This repo is used for benchmarking Cosmos DB SDK against various workloads
The use-case is the following
- Persist the user provided sets (in practice this is a graph, but a set models the same workload in a simpler way) in the DB e.g. [ G1{A,B,C}, G2{X,Y}, G3{P,Q,R,S}]
- Support the query, provided any one of the set members return the original set. e.g. Given Q, return {P,Q,R,S}
To support this use case, we model the data using two collections
- A graph collection that stores each Set with the key as the Set name (or GraphId). e.g. Key = "G1", Value = "A,B,C"

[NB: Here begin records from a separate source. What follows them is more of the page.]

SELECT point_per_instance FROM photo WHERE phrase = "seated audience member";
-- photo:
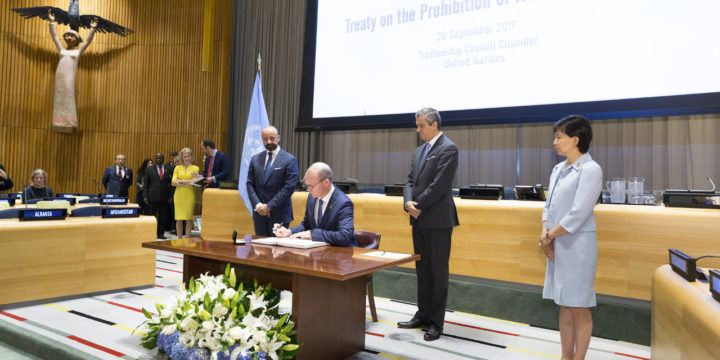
(328, 212)
(37, 188)
(5, 180)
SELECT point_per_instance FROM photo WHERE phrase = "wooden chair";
(369, 240)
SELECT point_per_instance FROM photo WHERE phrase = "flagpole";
(259, 61)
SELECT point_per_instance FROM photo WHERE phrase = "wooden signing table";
(499, 239)
(685, 318)
(48, 259)
(327, 284)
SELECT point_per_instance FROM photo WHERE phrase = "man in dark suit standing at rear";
(156, 191)
(272, 177)
(118, 178)
(217, 164)
(428, 199)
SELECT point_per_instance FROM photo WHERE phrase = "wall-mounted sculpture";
(64, 110)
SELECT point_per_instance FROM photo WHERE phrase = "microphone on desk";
(98, 187)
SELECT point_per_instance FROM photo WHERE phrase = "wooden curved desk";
(685, 318)
(499, 239)
(48, 259)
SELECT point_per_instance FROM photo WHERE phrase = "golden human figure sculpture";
(64, 111)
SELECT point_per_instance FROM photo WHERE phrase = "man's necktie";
(319, 212)
(207, 176)
(422, 159)
(268, 165)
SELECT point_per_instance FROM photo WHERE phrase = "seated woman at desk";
(37, 189)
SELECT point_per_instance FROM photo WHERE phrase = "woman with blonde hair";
(37, 188)
(184, 198)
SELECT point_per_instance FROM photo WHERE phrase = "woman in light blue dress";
(568, 235)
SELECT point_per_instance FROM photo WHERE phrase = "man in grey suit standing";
(428, 200)
(272, 177)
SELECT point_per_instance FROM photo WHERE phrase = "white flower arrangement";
(219, 318)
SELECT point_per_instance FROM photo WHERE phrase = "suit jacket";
(220, 170)
(114, 185)
(336, 227)
(431, 185)
(276, 190)
(5, 184)
(157, 189)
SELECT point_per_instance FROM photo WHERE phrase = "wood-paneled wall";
(138, 95)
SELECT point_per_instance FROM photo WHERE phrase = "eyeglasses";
(308, 186)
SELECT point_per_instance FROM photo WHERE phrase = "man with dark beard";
(272, 177)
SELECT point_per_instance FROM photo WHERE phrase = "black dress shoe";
(433, 333)
(413, 323)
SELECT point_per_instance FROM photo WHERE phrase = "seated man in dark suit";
(118, 178)
(217, 164)
(5, 181)
(328, 212)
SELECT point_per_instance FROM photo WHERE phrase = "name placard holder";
(113, 201)
(120, 213)
(11, 195)
(42, 214)
(70, 200)
(715, 284)
(683, 264)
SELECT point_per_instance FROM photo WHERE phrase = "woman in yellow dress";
(184, 193)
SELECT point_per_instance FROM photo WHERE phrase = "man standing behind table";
(272, 177)
(328, 212)
(5, 180)
(217, 164)
(117, 178)
(428, 199)
(156, 191)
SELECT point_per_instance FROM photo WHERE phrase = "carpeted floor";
(101, 327)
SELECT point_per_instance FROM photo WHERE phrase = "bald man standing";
(272, 177)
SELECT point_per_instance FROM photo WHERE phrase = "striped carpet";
(100, 327)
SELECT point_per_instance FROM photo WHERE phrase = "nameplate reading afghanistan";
(124, 212)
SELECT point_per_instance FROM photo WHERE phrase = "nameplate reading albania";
(42, 214)
(113, 213)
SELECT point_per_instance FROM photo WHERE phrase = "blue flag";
(257, 120)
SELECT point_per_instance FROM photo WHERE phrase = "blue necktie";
(319, 212)
(422, 159)
(267, 166)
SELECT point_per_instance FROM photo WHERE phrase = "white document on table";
(289, 242)
(387, 255)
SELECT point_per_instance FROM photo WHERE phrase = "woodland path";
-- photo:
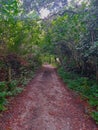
(46, 104)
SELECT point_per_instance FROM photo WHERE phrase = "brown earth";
(46, 104)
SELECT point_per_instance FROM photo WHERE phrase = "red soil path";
(46, 104)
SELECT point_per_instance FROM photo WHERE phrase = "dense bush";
(85, 87)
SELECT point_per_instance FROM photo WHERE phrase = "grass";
(86, 87)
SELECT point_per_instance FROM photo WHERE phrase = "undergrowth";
(84, 86)
(14, 87)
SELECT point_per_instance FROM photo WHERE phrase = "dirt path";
(46, 104)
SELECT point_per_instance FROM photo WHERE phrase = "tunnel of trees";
(67, 37)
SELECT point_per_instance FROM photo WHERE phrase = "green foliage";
(83, 86)
(95, 116)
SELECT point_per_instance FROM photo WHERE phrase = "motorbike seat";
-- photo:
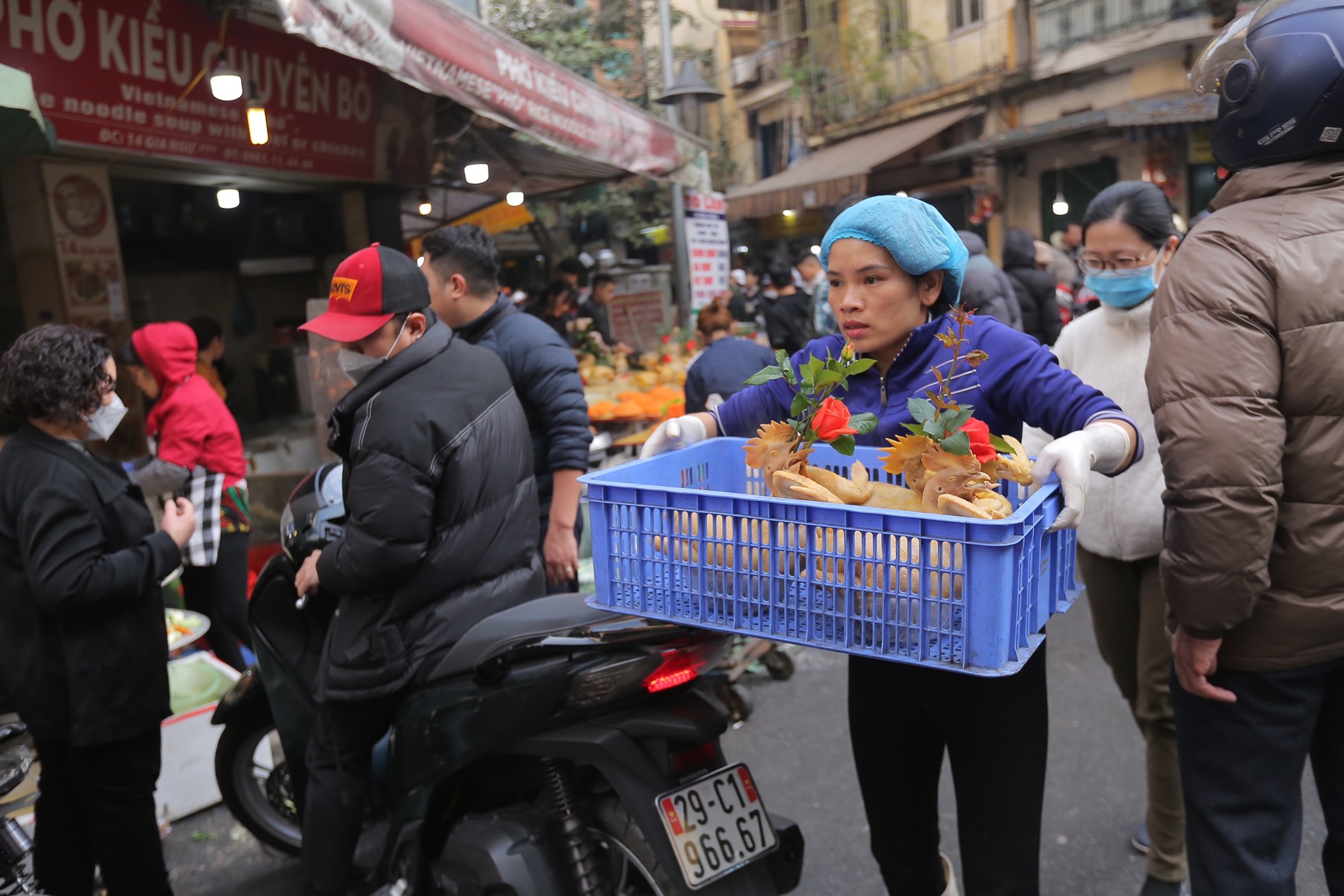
(12, 730)
(554, 614)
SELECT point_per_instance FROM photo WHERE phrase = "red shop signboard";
(109, 74)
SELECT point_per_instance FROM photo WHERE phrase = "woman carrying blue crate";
(896, 269)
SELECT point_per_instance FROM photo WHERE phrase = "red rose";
(979, 434)
(832, 421)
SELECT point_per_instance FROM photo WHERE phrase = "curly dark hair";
(54, 372)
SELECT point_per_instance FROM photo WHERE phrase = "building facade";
(997, 112)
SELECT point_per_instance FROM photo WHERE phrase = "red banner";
(109, 74)
(440, 49)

- A routing collection that point each member to the Set name (or GraphId). e.g.for set G1, we have the following 3 documents - [Key = "A", Value = "G1"] [Key = "B", Value = "G1"] [Key = "C", Value = "G1"]
JMH is used as the benchmarking harness (https://openjdk.java.net/projects/code-tools/jmh/)
See com.adobe.platform.core.identity.services.cosmosdb.client.benchmark.jmh.ReadBenchmark
for the JMH annotated class.
The following are the workloads that have been modelled
- lookupRoutingSingle - Lookup a single document in the routing collection by calling readDocument(..)
- lookupRoutingBatch - Lookup a batch of 1000 documents in the routing collection. This is done by grouping the 1000 keys by the partitionRangeId that they fall into and issuing 1 query per partition.
- lookupTwoTableSingle - Given a key, do a lookup in Routing collection by calling readDocument(..), use the graph-id present in the retrieved document to fetch the corresponding graph from the Graph collection.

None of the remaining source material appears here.